Una luz que no anestesia, sino que nos despierta, nos anuncia un nuevo día, un horizonte nuevo. Es esa luz que tenemos que dejar que ilumine nuestra vida. Hasta lo más profundo para que todo quede iluminado por el amor de Dios. Y es en ese momento en que cada uno de nosotros descubrimos que en esa barca, tenemos que ser testigos de la luz de Dios, antorchas de Dios.
Sabiendo que no somos dueños de la misma, por consiguiente, nuestra misión es reflejarla, no poner un cristal opaco. Y, ¿cómo podemos ser antorcha de Dios?
He aquí la primera condición de la alegría cristiana: descentrarse de uno mismo y poner en el centro a Jesús. Jesús es efectivamente el centro. Siempre señalando al Señor. Como la Virgen, que siempre señala al Señor: “Haced lo que Él os diga”. El Señor siempre en el centro.

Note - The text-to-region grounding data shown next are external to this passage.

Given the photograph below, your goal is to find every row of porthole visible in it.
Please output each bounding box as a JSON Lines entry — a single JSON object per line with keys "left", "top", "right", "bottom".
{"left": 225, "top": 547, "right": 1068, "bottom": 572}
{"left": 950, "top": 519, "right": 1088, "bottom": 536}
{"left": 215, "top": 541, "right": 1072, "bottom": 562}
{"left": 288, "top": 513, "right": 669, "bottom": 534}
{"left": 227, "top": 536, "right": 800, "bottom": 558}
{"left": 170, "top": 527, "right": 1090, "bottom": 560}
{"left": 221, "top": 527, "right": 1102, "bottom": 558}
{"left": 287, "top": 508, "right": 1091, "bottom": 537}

Desde ahí descubrimos la necesidad de la conversión. No podemos llegar a Belén de cualquier manera, en la barca protestando, enfadados. Sino con un corazón limpio. Si nos convertimos en esa luz de Dios, toda la Iglesia, toda la tripulación de esta barca, seremos una constelación que brilla en medio de la oscuridad y nos marca el rumbo a Belén, a la esperanza, a ese decir: “Tierra”.